Theo Blackwell appointed London’s first chief digital officer

Theo Blackwell has been appointed London’s first chief digital officer as part of Sadiq Khan’s plans to transform the capital into the world’s leading smart city.

Blackwell joins the mayor’s team from govtech accelerator Public Group, where he was a policy fellow, and Camden council, where he was a councillor and cabinet member for finance, technology and growth.

Khan pledged to create a CDO role for the capital when he ran for mayor last year. His team began searching for candidates in May.

“I am delighted to appoint Theo Blackwell as London’s first Chief Digital Officer, and I know he will use his experience working in the technology sector and developing public services to improve the lives of all Londoners,” Khan said today.

According to City Hall, Blackwell has three key tasks:

1. Provide strategic leadership on the digital transformation agenda for London’s public services, across the GLA group and the wider public sector. He will help develop a Smart London Plan with the the Mayor’s Smart London Board.

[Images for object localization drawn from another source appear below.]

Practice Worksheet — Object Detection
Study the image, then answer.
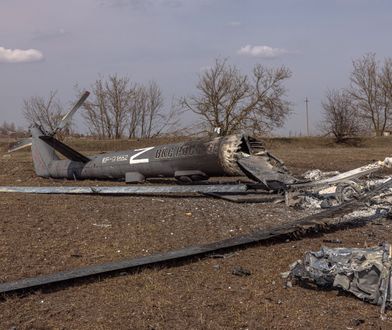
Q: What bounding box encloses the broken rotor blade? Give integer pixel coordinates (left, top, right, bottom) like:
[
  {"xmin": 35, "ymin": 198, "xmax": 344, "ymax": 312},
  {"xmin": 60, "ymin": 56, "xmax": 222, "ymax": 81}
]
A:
[
  {"xmin": 8, "ymin": 138, "xmax": 33, "ymax": 153},
  {"xmin": 0, "ymin": 184, "xmax": 248, "ymax": 195},
  {"xmin": 52, "ymin": 91, "xmax": 90, "ymax": 135}
]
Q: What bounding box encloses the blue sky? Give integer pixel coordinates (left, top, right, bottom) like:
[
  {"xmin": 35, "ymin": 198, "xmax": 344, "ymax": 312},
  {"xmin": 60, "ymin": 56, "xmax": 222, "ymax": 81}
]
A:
[{"xmin": 1, "ymin": 0, "xmax": 391, "ymax": 135}]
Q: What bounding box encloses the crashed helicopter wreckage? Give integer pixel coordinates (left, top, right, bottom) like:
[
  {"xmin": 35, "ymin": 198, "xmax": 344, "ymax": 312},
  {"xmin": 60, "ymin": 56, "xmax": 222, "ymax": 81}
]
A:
[
  {"xmin": 2, "ymin": 155, "xmax": 392, "ymax": 205},
  {"xmin": 7, "ymin": 91, "xmax": 295, "ymax": 191},
  {"xmin": 3, "ymin": 95, "xmax": 392, "ymax": 295},
  {"xmin": 4, "ymin": 90, "xmax": 392, "ymax": 204},
  {"xmin": 5, "ymin": 127, "xmax": 298, "ymax": 201}
]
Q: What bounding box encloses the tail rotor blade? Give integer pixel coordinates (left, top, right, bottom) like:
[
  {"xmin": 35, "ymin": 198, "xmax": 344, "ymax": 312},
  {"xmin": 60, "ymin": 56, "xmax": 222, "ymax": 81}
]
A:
[
  {"xmin": 8, "ymin": 138, "xmax": 33, "ymax": 153},
  {"xmin": 52, "ymin": 91, "xmax": 90, "ymax": 135}
]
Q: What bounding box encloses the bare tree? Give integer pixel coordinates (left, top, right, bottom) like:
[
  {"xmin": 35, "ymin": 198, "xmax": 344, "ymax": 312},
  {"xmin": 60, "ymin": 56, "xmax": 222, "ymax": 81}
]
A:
[
  {"xmin": 128, "ymin": 82, "xmax": 179, "ymax": 138},
  {"xmin": 380, "ymin": 57, "xmax": 392, "ymax": 122},
  {"xmin": 23, "ymin": 90, "xmax": 65, "ymax": 134},
  {"xmin": 81, "ymin": 79, "xmax": 109, "ymax": 138},
  {"xmin": 105, "ymin": 75, "xmax": 133, "ymax": 139},
  {"xmin": 82, "ymin": 74, "xmax": 134, "ymax": 139},
  {"xmin": 128, "ymin": 85, "xmax": 142, "ymax": 139},
  {"xmin": 349, "ymin": 53, "xmax": 392, "ymax": 136},
  {"xmin": 0, "ymin": 121, "xmax": 26, "ymax": 138},
  {"xmin": 0, "ymin": 121, "xmax": 16, "ymax": 135},
  {"xmin": 81, "ymin": 75, "xmax": 180, "ymax": 139},
  {"xmin": 150, "ymin": 96, "xmax": 183, "ymax": 137},
  {"xmin": 180, "ymin": 59, "xmax": 292, "ymax": 135},
  {"xmin": 142, "ymin": 81, "xmax": 163, "ymax": 138},
  {"xmin": 321, "ymin": 89, "xmax": 360, "ymax": 142}
]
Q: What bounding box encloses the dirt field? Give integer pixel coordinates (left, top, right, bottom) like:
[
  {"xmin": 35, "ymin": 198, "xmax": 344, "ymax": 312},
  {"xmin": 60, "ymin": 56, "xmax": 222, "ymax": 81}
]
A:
[{"xmin": 1, "ymin": 136, "xmax": 392, "ymax": 329}]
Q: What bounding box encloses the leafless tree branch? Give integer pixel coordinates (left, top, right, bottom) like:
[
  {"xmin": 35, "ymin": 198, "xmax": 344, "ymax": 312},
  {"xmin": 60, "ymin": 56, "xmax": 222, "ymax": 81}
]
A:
[{"xmin": 180, "ymin": 59, "xmax": 292, "ymax": 135}]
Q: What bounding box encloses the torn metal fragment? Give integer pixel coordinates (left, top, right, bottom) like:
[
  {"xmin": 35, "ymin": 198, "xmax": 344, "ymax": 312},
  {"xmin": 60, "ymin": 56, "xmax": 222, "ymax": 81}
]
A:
[
  {"xmin": 283, "ymin": 243, "xmax": 392, "ymax": 309},
  {"xmin": 237, "ymin": 155, "xmax": 295, "ymax": 189}
]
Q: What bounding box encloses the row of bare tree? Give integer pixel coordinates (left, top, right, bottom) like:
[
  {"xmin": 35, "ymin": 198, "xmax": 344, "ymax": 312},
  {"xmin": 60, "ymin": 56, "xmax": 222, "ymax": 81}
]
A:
[
  {"xmin": 20, "ymin": 54, "xmax": 392, "ymax": 140},
  {"xmin": 322, "ymin": 53, "xmax": 392, "ymax": 141},
  {"xmin": 22, "ymin": 59, "xmax": 293, "ymax": 138},
  {"xmin": 23, "ymin": 75, "xmax": 178, "ymax": 139},
  {"xmin": 0, "ymin": 121, "xmax": 26, "ymax": 137},
  {"xmin": 80, "ymin": 76, "xmax": 178, "ymax": 139}
]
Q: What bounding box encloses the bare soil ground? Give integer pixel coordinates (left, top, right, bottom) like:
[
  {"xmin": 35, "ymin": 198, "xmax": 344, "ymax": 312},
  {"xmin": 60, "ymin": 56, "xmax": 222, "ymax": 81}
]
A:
[{"xmin": 1, "ymin": 136, "xmax": 392, "ymax": 329}]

2. Convene on behalf of the Mayor, across London local government, to build support for and take-up of innovative, technology and data-led approaches to service delivery and public engagement.

3. Develop and promote partnership between the public, private and community sectors to enable and support the development of new public service oriented technology and innovation.

Blackwell said the post was an “amazing opportunity” to make the capital more open to innovation, support jobs and investment and make public services more effective.

“The pace of change over the next decade requires public services to develop a stronger relationship with the tech sector,” he said. “Our purpose is to fully harness London’s world-class potential to make our public services faster and more reliable at doing things we expect online, but also adaptable enough to overcome the capital’s most complex challenges.”

Blackwell spoke candidly about the technological challenges facing London’s councils in an interview with NS Tech last month.

“There’s a concern that we’re not open enough to solutions from the tech sector, that we’re over-dependent on big IT and that we’re not expressing our needs in the way that the tech sector can respond to,” he said.

At Camden, Blackwell led efforts to design a new virtual institution, the London Office for Technology and Innovation (LOTI), to kickstart a step-change in the way councils procure technology. Scoping out LOTI will be a key part of the CDO role, the mayor’s office said.

Antony Walker, deputy CEO of the trade association techUK, welcomed the news of Blackwell’s appointment.

“Theo Blackwell brings a deep understanding of both the opportunities ahead and the challenges of implementing new digital technologies to address the city’s most pressing problems,” he said.